Thursday, March 11, 2010

Sew or Show?

It's given us hours of entertainment on these gray days. Giggling like crazy while mama squints and grunts and rips threads and swears and rips more threads and makes all manner of funny rows of stitches and lopsided little bags. And all the while he was chowing on his popcorn like he was watching a show, every now and again patting the sewing machine lovingly and saying, "Thank you sewing machine."
 I am still trying to figure out if those thank yous were for the anticipation of a final product or the entertainment of the process.


Tuesday, March 09, 2010

Root Children

Most folks are sticking their noses outdoors this time of year, inhaling the first signs of spring and savoring little slices of that old friend sunshine. I have a confession to make. We're still hibernating. I guess our blood thinned a wee bit after 6 weeks in the tropics and now we're weather wimps, even more so than we were before.
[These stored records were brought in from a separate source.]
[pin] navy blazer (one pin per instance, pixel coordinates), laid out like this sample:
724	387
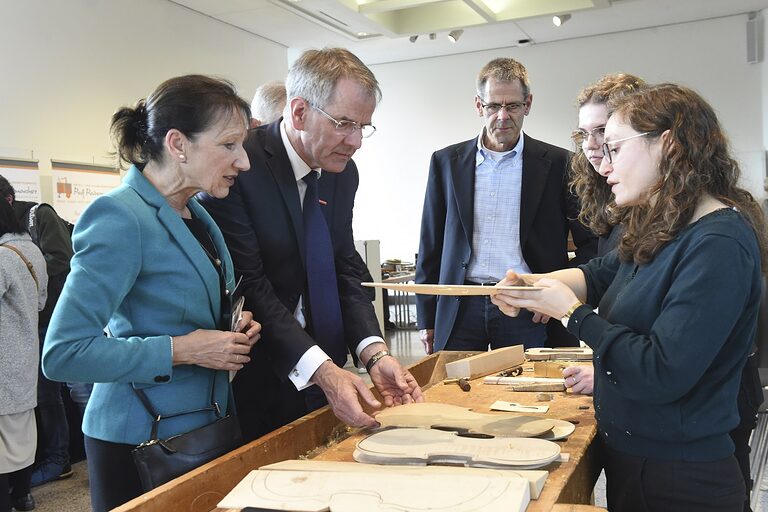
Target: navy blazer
140	271
548	211
262	224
We are not inside people. Normally we're outdoors everyday, most of the day. And in Hawaii we weren't indoors at all unless we were sleeping. And now, we poke our noses out into the cockpit in the morning and feel the slight bite of 40-50something degrees and recoil back inside to appreciate the coming of spring from the heated saloon. Zach is finding a new love for his play things that he hasn't seen since January. I am satisfying this deep need to reorganize and spring clean the boat, getting rid of loads of "stuff". And we're doing lots of this...
(making pirate rings out of modeling beeswax)
(building with the stacking rainbow. this thing gets SO much play.)
 
(dreaming of camping weather)

We'll get out there, slowly but surely. Zach joked that we were like the Root Children, hiding underground until everything feels ready.

Monday, March 08, 2010

New Gadget

My dear friend and neighbor SuperJen can do it all. She can sew, bake, garden, and craft with her little girl better than Martha Stewart, and all the while hold down a very demanding corporate job. I say she's so super because she's also strikes an impressive figure at 8 feet tall (ok, maybe not 8 feet, but when you're barely tiptoeing above 5 feet like me, everyone seems towering). She's not just Jen, she's SUPERJEN! And she has a Super Heart to match. Aside from always being there as a friend in neighbor in all the ways that count, her generous nature led her to gift me with this contraption recently.
My hands have never touched one of these things before. I hear they are quite handy though. Jen bought herself a well deserved fancy-pantsy one and brought this one over to me. But it sat, for a short while, because this thing had lots of gears and knobs and delicate looking parts and I didn't want to hurt it. So SuperJen came to the rescue again this weekend, and took the time to give me my first lesson. I learned such essential skills as how to turn the thing on, what the heck a bobbin is, how to thread the thing, and how to  make it go. My husband thinks I will be able to whip up a new stack pack for the boat this week. I was hoping I could make a whole new wardrobe for Zach. Apparently, I still have a lot to learn first. A LOT. I am sticking to attempting straight lines on pieces of scrap for now.

So the gadget and I will get to know each other. Slowly. And perhaps one day I will regale you all with a fabulous, colorful, project that involved stitched cloth. Perhaps.